Henry Ford (1863 -1947) n’a pas uniquement construit sa légende sur la mise en place d’un mode de production en série fondé sur le principe de ligne d’assemblage, plus connu par le travail à la chaine. Il a aussi bâti son entreprise en recourant à des salaires qui stimulent la consommation de masse. Mais pas seulement. 

L’anecdote rapporte qu’entre deux ingénieurs à compétence égale qu’il avait invités à diner dans un restaurant pour tester leurs aptitudes, il avait recruté, sans avoir à aucun moment eu à vérifier leurs compétences techniques, celui qui s’était montré pendant le diner le plus attentif des deux, le plus poli aussi à l’endroit du personnel de service.

‘’L’esprit allemand’’

Le rapport patronat/ force de travail est dans tous les systèmes qui ont su allier performance et social dans une société pacifiée et sereine, la pierre angulaire du développement. La concertation préalable entreprises-syndicats qui fait l’économie des grèves et des conflits syndicaux a longtemps expliqué, en partie, la performance allemande par rapport aux autres européens et notamment les Français. Certes, on revient souvent à la ‘’ discipline allemande’’ comme l’un des secrets des succès l’Allemagne, mais avec le tort de l’évoquer comme naturelle et non pas culturelle. 

Il faut rappeler, qu’il s’agisse du système fédéral fondé sur les länder, ou de la coopération entreprises-syndicats, le fonctionnement de l’Allemagne a toujours attiré l’attention du Roi Hassan II. A plusieurs reprises le défunt Souverain y a fait référence dans ses discours. Par digression, il est possible d’avancer sans trop de risque que c’est la préexistence de cet intérêt dans le sérail royal pour la nature fédérale de la Germany, rappelant ce que le Maroc a toujours été, en dépit du centralisme makhzanien, une ‘’fédération de tribus’’ , selon l’expression de Pierre Loti, qui a, quelque part, inspiré et encouragé le Roi Mohammed VI à s’engager sur la voie d’une solution d’autonomie pour le conflit du Sahara.

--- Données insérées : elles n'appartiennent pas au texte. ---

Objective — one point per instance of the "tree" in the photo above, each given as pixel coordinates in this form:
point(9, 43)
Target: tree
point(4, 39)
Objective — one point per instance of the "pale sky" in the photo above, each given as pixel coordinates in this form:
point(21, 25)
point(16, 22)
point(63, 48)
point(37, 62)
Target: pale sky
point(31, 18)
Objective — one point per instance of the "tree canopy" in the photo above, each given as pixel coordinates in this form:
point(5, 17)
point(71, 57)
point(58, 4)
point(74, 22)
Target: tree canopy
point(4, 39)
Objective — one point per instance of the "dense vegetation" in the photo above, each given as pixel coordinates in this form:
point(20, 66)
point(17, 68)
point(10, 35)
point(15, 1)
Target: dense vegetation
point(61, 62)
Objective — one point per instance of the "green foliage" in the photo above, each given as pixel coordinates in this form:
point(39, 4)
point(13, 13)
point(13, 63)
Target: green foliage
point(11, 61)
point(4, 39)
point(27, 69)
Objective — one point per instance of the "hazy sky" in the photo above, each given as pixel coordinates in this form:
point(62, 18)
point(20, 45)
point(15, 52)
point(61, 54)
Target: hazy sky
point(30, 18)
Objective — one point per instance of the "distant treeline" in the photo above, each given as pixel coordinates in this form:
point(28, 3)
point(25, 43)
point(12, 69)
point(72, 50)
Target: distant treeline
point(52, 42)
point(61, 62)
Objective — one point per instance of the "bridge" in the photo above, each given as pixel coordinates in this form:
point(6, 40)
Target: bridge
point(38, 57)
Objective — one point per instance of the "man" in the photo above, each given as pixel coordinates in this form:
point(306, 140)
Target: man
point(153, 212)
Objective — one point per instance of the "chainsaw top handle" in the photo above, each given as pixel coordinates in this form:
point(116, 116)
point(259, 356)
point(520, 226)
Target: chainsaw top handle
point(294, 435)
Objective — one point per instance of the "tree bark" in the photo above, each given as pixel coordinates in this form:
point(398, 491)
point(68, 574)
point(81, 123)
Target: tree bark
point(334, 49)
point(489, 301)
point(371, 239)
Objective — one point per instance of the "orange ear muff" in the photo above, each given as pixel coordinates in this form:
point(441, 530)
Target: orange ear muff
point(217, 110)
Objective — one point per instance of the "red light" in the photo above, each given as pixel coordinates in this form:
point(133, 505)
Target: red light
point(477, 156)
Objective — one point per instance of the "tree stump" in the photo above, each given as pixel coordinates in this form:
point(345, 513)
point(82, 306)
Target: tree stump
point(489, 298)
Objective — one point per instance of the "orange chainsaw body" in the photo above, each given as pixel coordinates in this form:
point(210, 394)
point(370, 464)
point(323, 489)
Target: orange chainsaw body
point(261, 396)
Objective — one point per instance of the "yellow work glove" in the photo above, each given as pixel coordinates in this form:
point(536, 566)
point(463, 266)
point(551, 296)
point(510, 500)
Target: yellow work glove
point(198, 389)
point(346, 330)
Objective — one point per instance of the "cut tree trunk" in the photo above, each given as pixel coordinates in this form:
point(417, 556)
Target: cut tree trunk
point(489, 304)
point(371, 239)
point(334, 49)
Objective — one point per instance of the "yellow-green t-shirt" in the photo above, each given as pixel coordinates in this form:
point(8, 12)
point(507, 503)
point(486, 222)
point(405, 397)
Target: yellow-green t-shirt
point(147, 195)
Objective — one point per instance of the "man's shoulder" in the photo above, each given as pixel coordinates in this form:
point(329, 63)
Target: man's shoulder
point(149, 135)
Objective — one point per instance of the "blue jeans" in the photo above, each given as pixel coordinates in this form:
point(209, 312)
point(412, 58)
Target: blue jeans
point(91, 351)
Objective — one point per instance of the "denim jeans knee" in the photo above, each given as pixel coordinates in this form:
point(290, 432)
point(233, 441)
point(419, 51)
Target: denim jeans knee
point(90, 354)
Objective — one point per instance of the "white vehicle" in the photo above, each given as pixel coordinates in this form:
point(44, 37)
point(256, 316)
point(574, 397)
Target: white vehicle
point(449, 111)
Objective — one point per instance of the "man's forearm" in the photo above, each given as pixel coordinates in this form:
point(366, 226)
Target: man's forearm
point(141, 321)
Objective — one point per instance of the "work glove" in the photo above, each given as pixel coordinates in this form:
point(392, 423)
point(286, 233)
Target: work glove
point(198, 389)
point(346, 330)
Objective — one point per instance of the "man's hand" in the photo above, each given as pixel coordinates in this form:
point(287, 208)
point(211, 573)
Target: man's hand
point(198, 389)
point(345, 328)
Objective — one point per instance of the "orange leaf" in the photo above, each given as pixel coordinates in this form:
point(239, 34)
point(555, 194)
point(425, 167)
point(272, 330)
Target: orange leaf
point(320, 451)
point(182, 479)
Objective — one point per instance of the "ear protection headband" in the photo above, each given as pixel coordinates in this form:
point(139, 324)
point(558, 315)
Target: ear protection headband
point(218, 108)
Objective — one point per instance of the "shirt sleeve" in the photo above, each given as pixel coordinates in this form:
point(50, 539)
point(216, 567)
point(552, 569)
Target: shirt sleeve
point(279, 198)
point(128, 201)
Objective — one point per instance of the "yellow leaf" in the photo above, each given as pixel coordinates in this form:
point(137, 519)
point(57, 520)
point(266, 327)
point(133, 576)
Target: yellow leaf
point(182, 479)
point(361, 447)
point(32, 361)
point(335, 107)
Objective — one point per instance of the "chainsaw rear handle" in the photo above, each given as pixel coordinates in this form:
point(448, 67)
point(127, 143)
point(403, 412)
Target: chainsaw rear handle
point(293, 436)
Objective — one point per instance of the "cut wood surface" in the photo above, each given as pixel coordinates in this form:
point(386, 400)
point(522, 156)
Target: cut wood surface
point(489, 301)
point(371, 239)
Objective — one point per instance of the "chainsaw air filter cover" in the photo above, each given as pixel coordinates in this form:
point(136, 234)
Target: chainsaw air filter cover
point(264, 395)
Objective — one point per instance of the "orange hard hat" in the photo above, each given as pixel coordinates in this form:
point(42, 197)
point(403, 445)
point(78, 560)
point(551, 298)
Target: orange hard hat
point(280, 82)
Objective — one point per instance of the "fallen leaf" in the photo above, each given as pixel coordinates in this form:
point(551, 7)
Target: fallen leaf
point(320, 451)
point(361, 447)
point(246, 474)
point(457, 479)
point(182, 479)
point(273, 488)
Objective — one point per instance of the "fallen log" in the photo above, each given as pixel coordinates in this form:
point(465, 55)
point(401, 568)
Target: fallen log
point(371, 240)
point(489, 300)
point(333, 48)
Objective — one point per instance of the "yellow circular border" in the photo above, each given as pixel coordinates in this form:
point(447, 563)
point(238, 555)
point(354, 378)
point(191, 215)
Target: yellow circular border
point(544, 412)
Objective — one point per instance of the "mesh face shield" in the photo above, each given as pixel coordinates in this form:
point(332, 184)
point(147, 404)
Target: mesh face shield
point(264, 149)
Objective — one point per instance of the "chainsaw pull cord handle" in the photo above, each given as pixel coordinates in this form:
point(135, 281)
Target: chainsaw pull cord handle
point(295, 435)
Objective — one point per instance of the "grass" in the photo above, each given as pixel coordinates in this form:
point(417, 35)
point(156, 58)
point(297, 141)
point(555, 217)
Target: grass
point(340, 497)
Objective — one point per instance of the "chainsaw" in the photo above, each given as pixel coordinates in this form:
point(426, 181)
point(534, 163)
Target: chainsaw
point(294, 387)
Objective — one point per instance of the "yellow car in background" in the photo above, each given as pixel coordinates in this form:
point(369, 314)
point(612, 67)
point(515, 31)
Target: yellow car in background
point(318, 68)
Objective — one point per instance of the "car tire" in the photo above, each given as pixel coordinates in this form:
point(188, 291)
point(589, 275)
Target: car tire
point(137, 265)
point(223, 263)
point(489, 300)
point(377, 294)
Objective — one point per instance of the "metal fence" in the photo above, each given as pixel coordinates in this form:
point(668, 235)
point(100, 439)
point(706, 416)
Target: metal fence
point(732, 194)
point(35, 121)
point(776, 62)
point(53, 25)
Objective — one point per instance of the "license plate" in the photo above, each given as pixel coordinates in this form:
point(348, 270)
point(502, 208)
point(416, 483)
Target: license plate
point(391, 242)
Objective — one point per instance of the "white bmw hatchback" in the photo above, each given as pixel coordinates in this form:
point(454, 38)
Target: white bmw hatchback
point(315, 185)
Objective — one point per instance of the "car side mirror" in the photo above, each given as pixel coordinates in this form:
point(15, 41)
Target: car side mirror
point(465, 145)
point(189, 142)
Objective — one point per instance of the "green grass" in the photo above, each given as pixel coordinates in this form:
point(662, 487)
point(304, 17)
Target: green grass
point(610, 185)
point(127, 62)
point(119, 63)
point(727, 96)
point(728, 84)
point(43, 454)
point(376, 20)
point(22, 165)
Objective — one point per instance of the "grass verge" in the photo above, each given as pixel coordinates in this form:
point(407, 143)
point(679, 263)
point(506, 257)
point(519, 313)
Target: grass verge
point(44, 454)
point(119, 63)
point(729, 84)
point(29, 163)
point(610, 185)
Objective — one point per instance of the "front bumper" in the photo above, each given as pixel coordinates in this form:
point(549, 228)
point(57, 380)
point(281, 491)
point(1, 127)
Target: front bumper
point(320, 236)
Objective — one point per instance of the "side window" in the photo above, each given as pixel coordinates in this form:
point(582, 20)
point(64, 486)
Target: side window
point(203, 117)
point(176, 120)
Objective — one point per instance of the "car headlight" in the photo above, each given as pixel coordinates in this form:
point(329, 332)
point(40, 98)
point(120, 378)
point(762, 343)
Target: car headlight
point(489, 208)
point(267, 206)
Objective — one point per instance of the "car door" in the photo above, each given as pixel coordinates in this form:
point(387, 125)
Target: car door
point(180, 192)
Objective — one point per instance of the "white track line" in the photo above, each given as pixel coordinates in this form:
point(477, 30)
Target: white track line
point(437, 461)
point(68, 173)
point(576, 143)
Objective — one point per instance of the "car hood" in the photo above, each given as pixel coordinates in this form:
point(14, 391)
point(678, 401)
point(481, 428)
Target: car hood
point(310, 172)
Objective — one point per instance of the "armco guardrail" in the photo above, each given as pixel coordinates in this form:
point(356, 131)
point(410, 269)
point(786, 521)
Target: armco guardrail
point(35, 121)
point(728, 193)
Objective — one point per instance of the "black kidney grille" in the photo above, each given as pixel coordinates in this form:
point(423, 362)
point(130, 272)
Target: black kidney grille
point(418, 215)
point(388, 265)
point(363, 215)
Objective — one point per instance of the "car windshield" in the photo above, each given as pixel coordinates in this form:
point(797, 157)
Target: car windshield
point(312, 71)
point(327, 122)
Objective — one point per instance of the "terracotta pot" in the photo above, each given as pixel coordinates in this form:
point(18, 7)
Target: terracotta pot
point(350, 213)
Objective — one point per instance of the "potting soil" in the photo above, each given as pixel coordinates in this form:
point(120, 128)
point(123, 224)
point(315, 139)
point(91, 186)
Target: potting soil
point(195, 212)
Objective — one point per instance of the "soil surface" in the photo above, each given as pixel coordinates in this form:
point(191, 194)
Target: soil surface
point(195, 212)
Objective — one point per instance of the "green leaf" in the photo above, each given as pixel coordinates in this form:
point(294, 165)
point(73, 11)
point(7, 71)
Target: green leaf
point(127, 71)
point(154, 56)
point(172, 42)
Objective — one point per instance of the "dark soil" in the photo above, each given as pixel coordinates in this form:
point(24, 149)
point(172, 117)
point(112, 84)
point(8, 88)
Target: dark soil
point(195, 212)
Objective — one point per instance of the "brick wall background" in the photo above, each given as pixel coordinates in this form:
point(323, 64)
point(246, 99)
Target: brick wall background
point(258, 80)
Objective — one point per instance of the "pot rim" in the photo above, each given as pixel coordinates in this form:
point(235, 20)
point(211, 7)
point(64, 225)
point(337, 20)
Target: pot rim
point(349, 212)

Le dialogue social au Maroc

La consultation, même si elle n’a pas à chaque fois abouti, a toujours été dans la conception politique du Maroc un vœu et un désir. On la retrouve dans différentes instances de consultation et de réflexion à l’image de différents conseils supérieurs (enseignement, droits de l’homme, Economique et social etc.) ou de représentation nationale à l’instar de la Chambre des conseillers (auparavant le ‘’tiers indirect’’) consacrée aux communes, aux représentants des syndicats (ouvriers et patronaux) et aux chambres professionnelles.

Un document bien élaboré du Conseil National de la Jeunesse et de l’Avenir, LE DIALOGUE SOCIAL AU MAROC – 1996, livre une étude fournie sur le concept et son application au Maroc. Mais ce que l’on peut relever par un simple retour sur les relations professionnelles au Maroc est qu’elles ont été depuis l’indépendance corrompues par leurs accointances politiques qui les jetaient dans des conflits de pouvoir et de rapports de force entre le Makhzen et les partis en dépit des efforts de l’Union Marocaine du Travail de contenir l’action des travailleurs dans un cadre strictement syndical et revendicatif. Même lorsqu’au milieu des années du siècle dernier les rapports partis-pouvoir ont commencé à s’apaiser, la tonitruance politico-syndicale ne s’est pas arrêtée.

Il aura fallu un patron…

Cette imbrication a fait que la concertation est restée un vœu pieux et le dialogue social en panne. Ni le gouvernement du socialiste Abderrahmane El Youssoufi ni moins encore le gouvernement islamiste de Abdalilah Benkirane et dans sa suite de Saad Dine El Otmani n’ont voulu ou réussi à lui donner corps. ‘’Paradoxalement’’, c’est le gouvernement Akhannouch que ses pourfendeurs veulent coute que coute enclaver dans le cercle des ‘’forces de l’exploitation’’ qui a redonné vie à une orientation de tout temps au cœur de l’Etat. Et serait-il hasardeux d’en déduire qu’il aura fallu un patron et sa culture d’entreprise pour sortir le Dialogue social des limbes ?

Devant la Chambre des conseillers mardi dernier, le chef du gouvernement a déroulé les aboutissements (cliquer ici pour accéder aux principaux extraits de son intervention) des différents rounds du dialogue social qui n’ont jamais été aussi nombreux que depuis l’installation de ce gouvernement.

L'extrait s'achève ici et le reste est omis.